What Port Range Is This?
Port 10433 sits in the registered port range (1024–49151), which IANA set aside for applications to claim through formal registration. Unlike the well-known ports (0–1023), which are reserved for standardized protocols, registered ports are supposed to have an owner—a protocol, service, or application with documented credentials.
Port 10433 has no such owner.
What Runs Here?
There is no official service assigned to this port. The IANA port registry does not list it. Most of the Internet passes right by.
The only trace of consistent use is VMware vCenter, which references port 10433 in its Inventory Service documentation. When vCenter deployments fail to connect, administrators see error messages pointing to this port. But it never received formal registration—it remains a private arrangement between vCenter and the machines it manages.
This is not unusual. Thousands of ports in the registered range are similarly abandoned or undocumented. They're not controversial. They're just quiet.
How to Check What's Listening
If something is listening on port 10433 on your machine, you can find it:
On Linux or macOS:
On Windows:
These commands will show you the process ID and name of whatever is using the port. Compare the process name against your running applications. If nothing appears, the port is silent—which is the normal state for most unassigned ports.
Why Unassigned Ports Matter
The registered port range exists because the well-known range saturated decades ago. When a new protocol needed a port number, it had to claim one from 1024–49151. The system worked: HTTP got 80, SSH got 22, DNS got 53. These became standardized, documented, and understood worldwide.
But not every application needs global recognition. VMware didn't need to standardize port 10433. It just needed a number where its components could talk safely, without colliding with other services.
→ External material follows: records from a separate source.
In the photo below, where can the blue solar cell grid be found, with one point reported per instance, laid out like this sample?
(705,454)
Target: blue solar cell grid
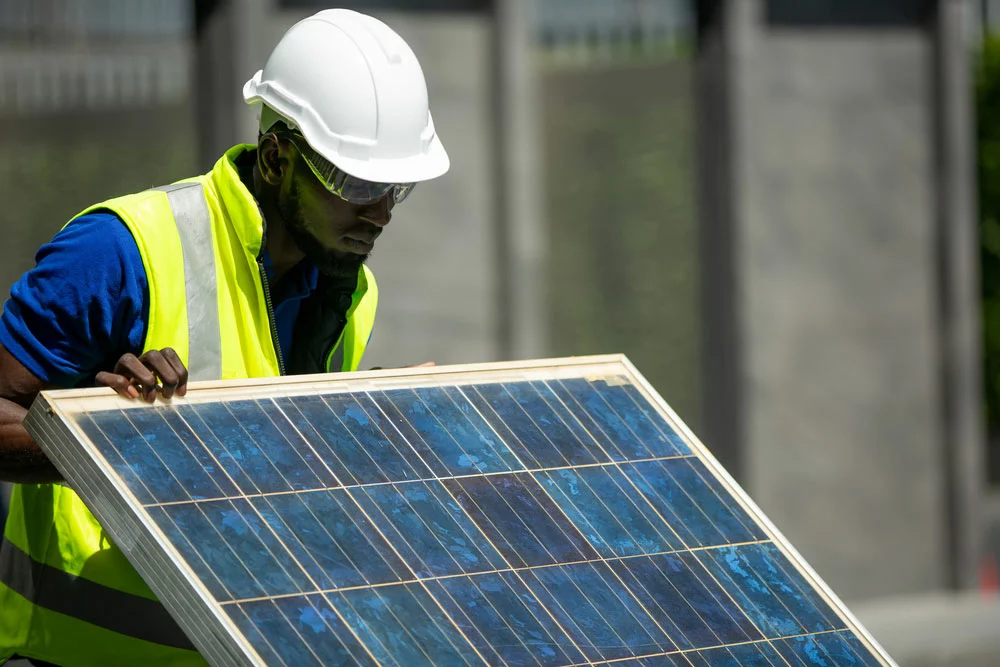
(549,522)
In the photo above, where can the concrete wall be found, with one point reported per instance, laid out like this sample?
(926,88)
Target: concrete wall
(834,226)
(839,301)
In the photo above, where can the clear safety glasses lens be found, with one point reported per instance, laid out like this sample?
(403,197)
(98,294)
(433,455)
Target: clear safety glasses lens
(354,190)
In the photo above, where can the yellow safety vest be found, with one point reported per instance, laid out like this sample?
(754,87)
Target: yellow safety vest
(67,593)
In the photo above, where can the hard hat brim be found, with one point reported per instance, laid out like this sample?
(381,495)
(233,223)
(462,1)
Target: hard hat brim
(431,163)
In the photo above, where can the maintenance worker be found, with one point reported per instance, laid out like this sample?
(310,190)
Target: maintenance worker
(254,269)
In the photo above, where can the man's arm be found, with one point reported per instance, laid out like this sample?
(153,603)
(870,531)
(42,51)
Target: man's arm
(155,373)
(21,459)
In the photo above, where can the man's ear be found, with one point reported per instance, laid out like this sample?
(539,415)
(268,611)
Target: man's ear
(273,158)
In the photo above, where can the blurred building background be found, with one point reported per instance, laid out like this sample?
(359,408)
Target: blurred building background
(768,205)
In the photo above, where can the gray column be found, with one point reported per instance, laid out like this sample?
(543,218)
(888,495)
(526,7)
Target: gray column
(231,44)
(840,295)
(521,238)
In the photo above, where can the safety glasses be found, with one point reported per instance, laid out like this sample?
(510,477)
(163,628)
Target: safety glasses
(349,188)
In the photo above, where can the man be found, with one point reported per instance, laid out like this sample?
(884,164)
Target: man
(254,269)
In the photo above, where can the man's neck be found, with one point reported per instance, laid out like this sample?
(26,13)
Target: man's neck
(281,249)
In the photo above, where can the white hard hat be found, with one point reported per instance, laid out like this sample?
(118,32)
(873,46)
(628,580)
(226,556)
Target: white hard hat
(355,91)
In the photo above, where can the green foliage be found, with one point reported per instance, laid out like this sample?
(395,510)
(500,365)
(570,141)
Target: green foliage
(988,132)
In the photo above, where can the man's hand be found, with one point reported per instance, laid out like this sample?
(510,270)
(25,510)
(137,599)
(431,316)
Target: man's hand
(155,372)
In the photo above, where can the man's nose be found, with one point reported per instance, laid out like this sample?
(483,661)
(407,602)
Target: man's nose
(379,213)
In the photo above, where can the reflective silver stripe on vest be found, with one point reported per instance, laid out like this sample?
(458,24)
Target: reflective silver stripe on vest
(194,226)
(84,600)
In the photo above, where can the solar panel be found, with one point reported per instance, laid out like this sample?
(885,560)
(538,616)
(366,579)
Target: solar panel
(536,513)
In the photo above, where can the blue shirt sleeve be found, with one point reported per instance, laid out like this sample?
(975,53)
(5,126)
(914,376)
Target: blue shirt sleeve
(83,305)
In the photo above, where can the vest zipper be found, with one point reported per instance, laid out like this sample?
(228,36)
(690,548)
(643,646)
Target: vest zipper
(270,315)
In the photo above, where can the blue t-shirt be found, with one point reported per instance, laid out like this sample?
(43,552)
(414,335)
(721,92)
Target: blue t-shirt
(86,303)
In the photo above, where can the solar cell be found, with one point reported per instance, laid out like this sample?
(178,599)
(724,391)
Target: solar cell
(542,513)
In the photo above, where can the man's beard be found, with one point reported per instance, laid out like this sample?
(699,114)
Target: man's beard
(331,263)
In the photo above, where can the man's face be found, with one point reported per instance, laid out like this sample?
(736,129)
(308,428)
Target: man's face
(334,234)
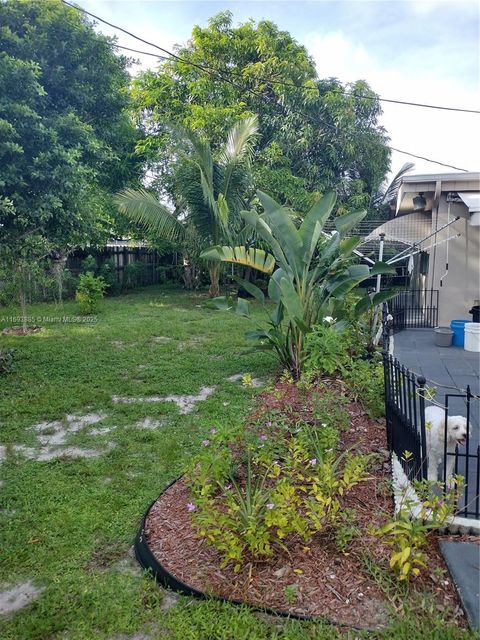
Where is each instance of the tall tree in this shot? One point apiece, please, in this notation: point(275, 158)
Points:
point(66, 139)
point(314, 134)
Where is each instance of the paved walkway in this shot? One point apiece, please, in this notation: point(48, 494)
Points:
point(463, 560)
point(450, 366)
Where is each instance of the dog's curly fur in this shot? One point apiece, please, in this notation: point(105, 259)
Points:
point(435, 431)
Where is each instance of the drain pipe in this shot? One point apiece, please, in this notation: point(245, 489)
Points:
point(380, 258)
point(436, 202)
point(446, 250)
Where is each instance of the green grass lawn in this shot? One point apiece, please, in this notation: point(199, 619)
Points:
point(67, 524)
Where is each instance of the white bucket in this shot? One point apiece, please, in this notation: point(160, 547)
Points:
point(472, 336)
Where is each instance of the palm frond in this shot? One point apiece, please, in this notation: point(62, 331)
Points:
point(144, 209)
point(392, 189)
point(239, 141)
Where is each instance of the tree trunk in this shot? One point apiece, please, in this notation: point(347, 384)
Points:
point(187, 273)
point(23, 307)
point(214, 272)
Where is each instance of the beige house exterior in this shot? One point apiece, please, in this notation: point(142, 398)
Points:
point(452, 202)
point(437, 224)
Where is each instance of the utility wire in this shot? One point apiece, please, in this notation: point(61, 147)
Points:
point(218, 73)
point(270, 80)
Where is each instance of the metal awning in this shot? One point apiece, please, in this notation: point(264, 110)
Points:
point(407, 230)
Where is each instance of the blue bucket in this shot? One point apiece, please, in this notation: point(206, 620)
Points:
point(458, 328)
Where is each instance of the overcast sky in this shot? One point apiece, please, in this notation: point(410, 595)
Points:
point(406, 50)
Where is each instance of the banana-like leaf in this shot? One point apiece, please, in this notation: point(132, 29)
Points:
point(331, 247)
point(348, 221)
point(254, 258)
point(311, 228)
point(362, 306)
point(359, 271)
point(343, 285)
point(382, 268)
point(221, 303)
point(258, 334)
point(348, 245)
point(142, 207)
point(274, 290)
point(242, 308)
point(252, 289)
point(283, 230)
point(291, 300)
point(383, 296)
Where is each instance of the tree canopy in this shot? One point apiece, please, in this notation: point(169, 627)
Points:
point(315, 134)
point(66, 139)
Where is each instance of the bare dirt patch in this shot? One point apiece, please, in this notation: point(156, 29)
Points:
point(18, 331)
point(254, 382)
point(185, 404)
point(18, 596)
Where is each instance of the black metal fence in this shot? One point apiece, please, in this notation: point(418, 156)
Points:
point(408, 434)
point(414, 308)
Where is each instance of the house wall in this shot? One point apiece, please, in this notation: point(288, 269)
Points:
point(460, 287)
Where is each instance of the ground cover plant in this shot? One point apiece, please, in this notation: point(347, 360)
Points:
point(87, 445)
So it claimed one from the commons and got to work.
Port 10433 is the result: a door that opens onto infrastructure instead of protocol. It carries no RFC, no specification, no tradition. It simply exists in the quiet infrastructure of one company's virtualization platform.
Thousands of ports like this are scattered across the registered range—carrying internal traffic, proprietary communications, and local coordination that never needed to become a standard. They're honest ports. They know what they are and don't pretend otherwise.
If You Find It Active
If port 10433 is open on your system, it's almost certainly part of a VMware deployment. Check your vCenter configuration and firewall rules. If vCenter isn't running, the port should be closed. If it is running and the port shows traffic, that's normal—infrastructure talking to itself.